You will play a pivotal role in guiding technical direction, mentoring engineers, and ensuring the reliability of our platforms used across the organization.
Lead and mentor a team of SREs, fostering a culture of reliability, ownership, and continuous improvement.
Architect and maintain highly available on-premise systems and services running on Linux (primarily RHEL).
Drive automation initiatives using Python to streamline operations and reduce manual interventions.
Collaborate with development and operations teams to define SLAs, SLOs, and incident management protocols.
Oversee system monitoring, alerting, and capacity planning to proactively prevent issues.
Manage upgrades, patches, and lifecycle management for Red Hat Linux systems and related infrastructure.
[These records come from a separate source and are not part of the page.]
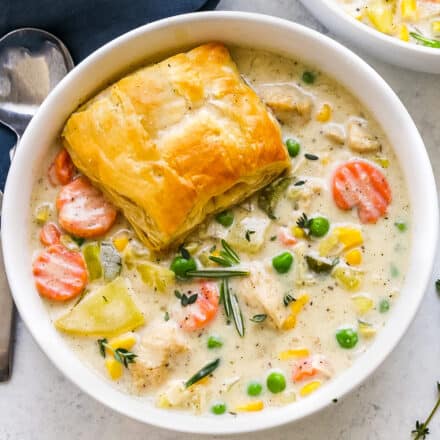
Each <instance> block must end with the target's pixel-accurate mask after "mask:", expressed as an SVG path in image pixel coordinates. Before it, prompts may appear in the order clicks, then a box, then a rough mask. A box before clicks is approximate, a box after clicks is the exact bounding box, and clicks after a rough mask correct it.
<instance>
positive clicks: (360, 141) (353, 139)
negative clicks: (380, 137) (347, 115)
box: [347, 119, 380, 153]
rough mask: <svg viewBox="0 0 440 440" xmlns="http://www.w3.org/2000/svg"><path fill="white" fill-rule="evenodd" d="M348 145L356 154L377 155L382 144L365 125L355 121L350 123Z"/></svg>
mask: <svg viewBox="0 0 440 440" xmlns="http://www.w3.org/2000/svg"><path fill="white" fill-rule="evenodd" d="M347 145H348V148H350V150H352V151H355V152H356V153H375V152H377V151H379V150H380V142H379V140H378V139H377V137H376V136H374V135H373V134H372V133H371V132H370V131H369V130H368V128H367V126H366V125H365V124H364V123H363V121H361V120H358V119H355V120H351V121H350V122H349V123H348V127H347Z"/></svg>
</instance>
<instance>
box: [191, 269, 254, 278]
mask: <svg viewBox="0 0 440 440" xmlns="http://www.w3.org/2000/svg"><path fill="white" fill-rule="evenodd" d="M247 275H249V271H248V270H240V269H200V270H191V271H189V272H187V273H186V276H187V277H188V278H231V277H244V276H247Z"/></svg>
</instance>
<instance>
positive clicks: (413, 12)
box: [400, 0, 418, 21]
mask: <svg viewBox="0 0 440 440" xmlns="http://www.w3.org/2000/svg"><path fill="white" fill-rule="evenodd" d="M400 13H401V15H402V18H403V19H404V20H411V21H415V20H417V18H418V11H417V0H402V1H401V3H400Z"/></svg>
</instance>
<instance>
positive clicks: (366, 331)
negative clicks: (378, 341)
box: [358, 322, 377, 338]
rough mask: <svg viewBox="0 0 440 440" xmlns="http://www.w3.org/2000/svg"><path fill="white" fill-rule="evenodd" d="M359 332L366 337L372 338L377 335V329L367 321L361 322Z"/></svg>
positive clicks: (359, 328)
mask: <svg viewBox="0 0 440 440" xmlns="http://www.w3.org/2000/svg"><path fill="white" fill-rule="evenodd" d="M358 330H359V333H360V335H361V336H362V337H364V338H372V337H374V336H375V335H376V332H377V330H376V329H375V328H374V327H373V326H372V325H371V324H368V323H366V322H360V323H359V327H358Z"/></svg>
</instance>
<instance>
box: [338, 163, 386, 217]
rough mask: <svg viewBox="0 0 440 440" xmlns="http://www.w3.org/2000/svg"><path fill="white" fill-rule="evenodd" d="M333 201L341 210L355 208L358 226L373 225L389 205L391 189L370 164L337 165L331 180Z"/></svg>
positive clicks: (382, 176)
mask: <svg viewBox="0 0 440 440" xmlns="http://www.w3.org/2000/svg"><path fill="white" fill-rule="evenodd" d="M332 192H333V199H334V201H335V203H336V205H337V206H338V207H339V208H341V209H344V210H350V209H352V208H354V207H357V210H358V215H359V218H360V220H361V222H362V223H376V222H377V220H378V219H379V218H380V217H382V216H383V215H385V214H386V212H387V208H388V205H389V204H390V203H391V189H390V186H389V184H388V182H387V180H386V178H385V176H384V175H383V174H382V172H381V171H380V170H379V169H378V168H377V167H376V166H374V165H373V164H371V163H369V162H367V161H365V160H361V159H355V160H350V161H349V162H345V163H343V164H342V165H340V166H339V167H338V168H337V169H336V171H335V173H334V175H333V180H332Z"/></svg>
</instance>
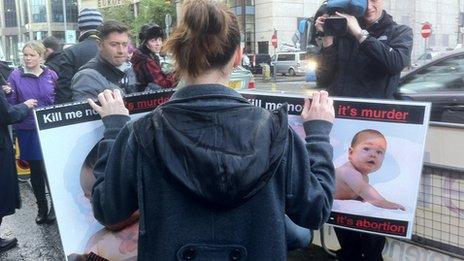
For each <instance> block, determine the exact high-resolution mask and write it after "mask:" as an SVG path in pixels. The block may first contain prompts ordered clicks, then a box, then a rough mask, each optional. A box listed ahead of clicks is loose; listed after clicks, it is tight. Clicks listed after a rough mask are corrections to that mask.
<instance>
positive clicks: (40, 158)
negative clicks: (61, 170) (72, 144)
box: [7, 41, 58, 224]
mask: <svg viewBox="0 0 464 261" xmlns="http://www.w3.org/2000/svg"><path fill="white" fill-rule="evenodd" d="M44 53H45V47H44V46H43V44H42V43H41V42H38V41H32V42H29V43H27V44H26V45H24V48H23V62H24V66H23V67H19V68H17V69H15V70H14V71H13V72H12V73H11V74H10V77H8V82H9V85H10V87H11V92H10V94H9V95H8V96H7V98H8V101H9V102H10V103H11V104H13V105H15V104H19V103H22V102H24V101H26V100H28V99H36V100H37V102H38V104H37V106H38V107H44V106H50V105H53V103H54V98H53V97H54V96H53V93H54V88H55V85H56V81H57V78H58V77H57V75H56V73H55V72H54V71H53V70H51V69H49V68H47V67H44V66H42V62H43V57H44ZM14 128H15V130H16V133H17V135H18V141H19V148H20V158H21V159H22V160H26V161H28V162H29V166H30V169H31V184H32V189H33V191H34V195H35V198H36V200H37V206H38V209H39V212H38V215H37V218H36V219H35V222H36V223H37V224H42V223H49V222H51V221H53V220H54V217H53V215H49V214H50V213H49V212H48V204H47V198H46V196H45V183H46V172H45V166H44V161H43V157H42V152H41V149H40V143H39V136H38V133H37V129H36V127H35V122H34V115H33V114H32V113H29V115H28V116H27V117H26V119H25V120H24V121H23V122H21V123H19V124H16V125H15V126H14Z"/></svg>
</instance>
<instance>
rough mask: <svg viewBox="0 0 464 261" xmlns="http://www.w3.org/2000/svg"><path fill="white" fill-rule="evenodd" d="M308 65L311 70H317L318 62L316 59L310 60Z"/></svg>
mask: <svg viewBox="0 0 464 261" xmlns="http://www.w3.org/2000/svg"><path fill="white" fill-rule="evenodd" d="M307 67H308V69H309V70H311V71H315V70H316V69H317V62H316V61H309V62H308V65H307Z"/></svg>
Develop and enforce best practices for CI/CD pipelines and Infrastructure as Code (IaC).
Partner with InfoSec and compliance teams to ensure systems meet regulatory and security requirements.
Proven experience leading or managing SRE, DevOps, or Systems Engineering teams.
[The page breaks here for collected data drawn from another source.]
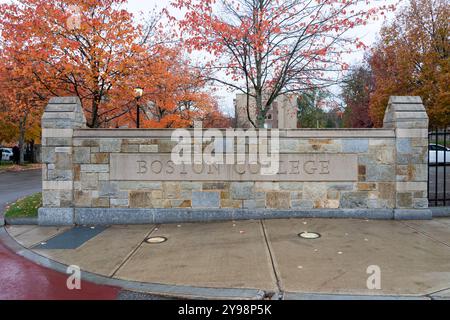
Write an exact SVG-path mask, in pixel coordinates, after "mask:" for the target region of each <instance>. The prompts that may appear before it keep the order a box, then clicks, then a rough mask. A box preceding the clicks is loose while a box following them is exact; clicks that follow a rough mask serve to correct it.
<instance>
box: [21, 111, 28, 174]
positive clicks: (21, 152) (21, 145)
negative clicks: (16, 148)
mask: <svg viewBox="0 0 450 320" xmlns="http://www.w3.org/2000/svg"><path fill="white" fill-rule="evenodd" d="M26 121H27V117H26V116H25V117H24V118H22V119H21V120H20V121H19V152H20V153H19V165H21V166H23V165H24V163H25V157H24V149H25V124H26Z"/></svg>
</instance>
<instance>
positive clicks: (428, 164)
mask: <svg viewBox="0 0 450 320" xmlns="http://www.w3.org/2000/svg"><path fill="white" fill-rule="evenodd" d="M428 149H429V150H428V201H429V205H430V206H432V207H441V206H450V177H449V175H450V130H448V129H436V130H432V131H430V132H429V134H428Z"/></svg>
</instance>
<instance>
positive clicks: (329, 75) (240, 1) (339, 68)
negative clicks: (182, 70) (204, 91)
mask: <svg viewBox="0 0 450 320" xmlns="http://www.w3.org/2000/svg"><path fill="white" fill-rule="evenodd" d="M360 4H364V5H360ZM172 5H173V6H174V7H175V8H178V9H183V10H184V11H185V15H184V17H183V18H182V19H179V21H178V22H179V25H180V28H181V30H182V36H183V39H184V42H185V44H186V45H187V46H188V47H189V48H191V49H192V50H205V51H207V52H208V53H210V54H211V55H212V56H213V57H214V58H213V59H211V61H209V62H208V63H207V64H206V65H205V67H206V68H208V69H210V70H212V71H214V72H216V73H215V76H213V77H212V79H213V80H215V81H216V83H220V84H224V85H226V86H228V87H231V88H233V89H235V90H237V91H240V92H243V93H244V94H246V95H247V97H248V101H249V100H250V99H255V102H256V106H257V118H256V119H251V118H250V116H249V120H250V122H251V123H252V124H253V125H254V126H255V127H263V125H264V121H265V118H266V114H267V112H268V111H269V109H270V106H271V104H272V103H273V101H274V100H275V99H276V98H277V97H278V96H280V95H283V94H286V93H290V92H301V91H305V90H309V89H312V88H324V87H326V86H329V85H331V84H334V83H335V82H336V80H337V79H338V78H339V77H340V73H341V71H343V70H345V69H346V68H347V65H346V64H345V63H343V62H342V60H341V59H340V57H341V54H342V53H343V52H346V51H348V50H350V49H349V45H355V46H357V47H361V46H363V44H362V43H361V42H360V40H359V39H358V38H355V37H353V38H350V37H347V36H346V32H347V31H349V30H350V29H353V28H356V27H358V26H362V25H365V24H366V21H367V20H368V19H370V18H372V17H374V16H375V15H376V13H377V12H378V11H379V9H387V8H385V7H382V8H375V7H370V8H368V6H367V1H359V0H348V1H337V0H313V1H310V0H285V1H270V0H234V1H231V0H217V1H216V0H201V1H200V0H197V1H195V0H194V1H193V0H173V1H172ZM248 106H249V103H247V108H248ZM248 114H249V115H250V112H248Z"/></svg>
Deep hands-on experience with Linux systems administration, especially Red Hat Enterprise Linux (RHEL).
Strong programming/scripting skills in Python for automation and tooling.
Experience with on-premise infrastructure and hybrid environments.
Excellent understanding of system internals, networking, monitoring tools, and performance tuning.
Familiarity with configuration management and automation tools (e.g., Ansible, Puppet, or Terraform).
Track record of designing reliable systems and implementing monitoring & alerting best practices.
Experience with container technologies (Docker, Kubernetes) in on-prem or hybrid cloud setups.
Exposure to ITIL practices or enterprise IT operations environments.
Red Hat certifications (RHCSA, RHCE) are a plus.